L’ex-Da Capo livre ses chansons buissonnières sous une forme allégée dans une sorte de best-of qui aligne douze tours de force mélodiques.
On a d’abord connu Nicolas Paugam au sein de Da Capo, le groupe formé avec son frère Alexandre dans les années 90, dont la pop délicate et ouvragée trouva à ses débuts refuge sur le label Lithium (le bel album néobaroque “Minor Swing” en 1997). Depuis la fin des années 2000, tandis qu’Alexandre préside désormais seul aux destinées de Da Capo, il mène une carrière solo discrète mais constante dans la qualité. Son sixième album, “La Délicatesse”, le voit revisiter des morceaux issus de certains de ses albums précédents auxquels s’ajoutent trois inédits, et constitue une bonne porte d’entrée dans son univers.

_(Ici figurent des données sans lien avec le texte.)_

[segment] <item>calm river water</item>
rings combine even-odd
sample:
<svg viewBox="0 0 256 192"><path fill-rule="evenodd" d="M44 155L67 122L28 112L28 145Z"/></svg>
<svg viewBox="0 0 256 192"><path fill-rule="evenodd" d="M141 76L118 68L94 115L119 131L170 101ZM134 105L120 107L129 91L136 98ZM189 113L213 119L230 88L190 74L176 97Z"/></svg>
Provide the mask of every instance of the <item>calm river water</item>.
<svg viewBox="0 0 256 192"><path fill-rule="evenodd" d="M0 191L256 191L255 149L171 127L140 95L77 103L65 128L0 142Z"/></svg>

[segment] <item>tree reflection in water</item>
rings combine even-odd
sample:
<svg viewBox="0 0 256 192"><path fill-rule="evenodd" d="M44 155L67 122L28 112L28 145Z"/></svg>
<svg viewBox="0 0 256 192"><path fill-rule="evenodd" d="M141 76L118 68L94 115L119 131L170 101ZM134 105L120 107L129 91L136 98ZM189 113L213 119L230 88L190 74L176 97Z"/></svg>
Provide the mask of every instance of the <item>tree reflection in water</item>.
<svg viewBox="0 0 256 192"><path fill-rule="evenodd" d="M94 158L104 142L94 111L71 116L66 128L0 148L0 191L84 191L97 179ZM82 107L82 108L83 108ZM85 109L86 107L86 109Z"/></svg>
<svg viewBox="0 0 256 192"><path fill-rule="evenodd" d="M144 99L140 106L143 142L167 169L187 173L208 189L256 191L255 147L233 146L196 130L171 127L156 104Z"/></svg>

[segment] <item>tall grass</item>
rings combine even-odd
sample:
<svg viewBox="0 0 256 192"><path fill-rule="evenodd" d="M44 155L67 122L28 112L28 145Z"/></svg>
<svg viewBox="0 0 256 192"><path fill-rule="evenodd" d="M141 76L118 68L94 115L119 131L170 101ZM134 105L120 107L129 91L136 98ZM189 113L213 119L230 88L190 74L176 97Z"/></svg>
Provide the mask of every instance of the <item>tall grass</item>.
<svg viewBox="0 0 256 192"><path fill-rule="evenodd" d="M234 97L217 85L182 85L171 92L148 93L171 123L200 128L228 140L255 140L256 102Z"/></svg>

On ne parlera pas ici de minimalisme, plutôt de réduction à l’essentiel des chansons, généralement privées d’électricité. Sur un entrelacs de belles guitares acoustiques, d’un peu de claviers, synthés et percussions, sinue une voix légèrement tremblée qui peut partir dans des aigus inattendus. Un chant qui nécessite sans doute un petit temps d’adaptation tant il est en rupture avec les usages, délicieusement biscornu, semblant inventer au fur et à mesure sa ligne mélodique, sa propre justesse. Il rappelle d’ailleurs parfois celui de JP Nataf, invité sur un morceau de l’album précédent, “L’Homme heureux”, qui figure ici dans une nouvelle version.
L’unité de l’ensemble n’empêche pas les contrastes et une belle variété d’approches, entre “En pantalon qui va bien”, d’une douceur qui évoque Albin de la Simone, et “Sous la houlette”, plus électrique et assez rythmé. On pense un peu à Pierre Vassiliu, beaucoup à Dick Annegarn, mais Nicolas Paugam, le plus bahianais des auteurs-compositeurs-interprètes du Haut-Vivarais (écoutez “La lumière est immense”, “Si tu vas à San Franciscoco” ou “La vie c’est bien trop compliqué” pour vous en convaincre), invoque surtout le souvenir d’un des meilleurs passeurs français de la musique brésilienne, Pierre Barouh, et notamment son album “Le Pollen” (1982) enregistré avec des musiciens japonais dont le regretté Ryuichi Sakamoto.
Les textes, eux, tournent souvent autour de la famille, en particulier le père comme ombre tutélaire, mais il n’est pas toujours facile d’en discerner la part d’autobiographie – et tant mieux. Ils semblent procéder par associations d’idées, sans jamais perdre celle de départ. A une description terre-à-terre peut succéder sans prévenir un éclat poétique qui dit l’émerveillement devant le monde d’un chanteur semblant s’étonner de ses propres trouvailles. Mais derrière la fantaisie (“La Chanson annonciatrice” énumère races de vaches et autres animaux, fromages et charcutailles) peut se glisser une critique sociale et politique subtile, parfois plus frontale : « L’homme est un con et au plus vite il doit disparaître ».
Et ainsi chemine avec persévérance Nicolas le bienheureux, à qui ne manque qu’une reconnaissance publique à la hauteur de son talent.
Sorti le 1er septembre en CD et numérique.
La discographie de Nicolas Paugam est en écoute sur Bandcamp.